The Love that mothers

As I walked through the entrance of a favorite fabric store my eyes fell on a large, colorful display of Mother’s Day cards. I just stood there motionless, glancing around for help, as a feeling of great sadness washed over me. My beloved mom and dear friend had passed on last year, and this would be my first Mother’s Day without her. 

Yet I realized at that moment that I had a choice besides dissolving into tears: I could think about how grateful I was for the incredible ways that Mom expressed our Father-Mother God. I began to feel the “love of Christ, which passeth knowledge” (Ephesians 3:19) filling my heart, and was able to continue my errands with a lighter step. 

A number of days later, I again found myself missing my mother. Immediately this angel idea spoke loud and clear: “How could I miss Mom, unless I close my eyes?” Mom’s wisdom, compassion, clarity, tender mercy, and intelligence were all expressions of God, our Mother, and She has not left me alone. I also thought of this statement by Mary Baker Eddy: “… if a friend be with us, why need we memorials of that friend?” (Science and Health with Key to the Scriptures, p. 34). On that page Mrs. Eddy writes about how Immanuel, or “God with us,” is always with us as Christian healing, in spite of the personal departure of Jesus.
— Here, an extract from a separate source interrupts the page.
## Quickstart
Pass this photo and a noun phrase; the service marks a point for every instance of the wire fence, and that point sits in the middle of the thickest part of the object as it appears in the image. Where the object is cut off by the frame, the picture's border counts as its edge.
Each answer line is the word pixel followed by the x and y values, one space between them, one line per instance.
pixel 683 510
As I’d studied the life of the master Christian with the sincere desire to emulate his embodiment of God’s love and power, I’d begun to see that no expression of God can be lost. I could not be made to close my eyes or heart to Love’s immediate, tender embrace. Mom and I are forever held close, every moment, in the “arm [that] encircles me, and mine, and all” (Mary Baker Eddy, “Mother’s Evening Prayer,” Poems, p. 4).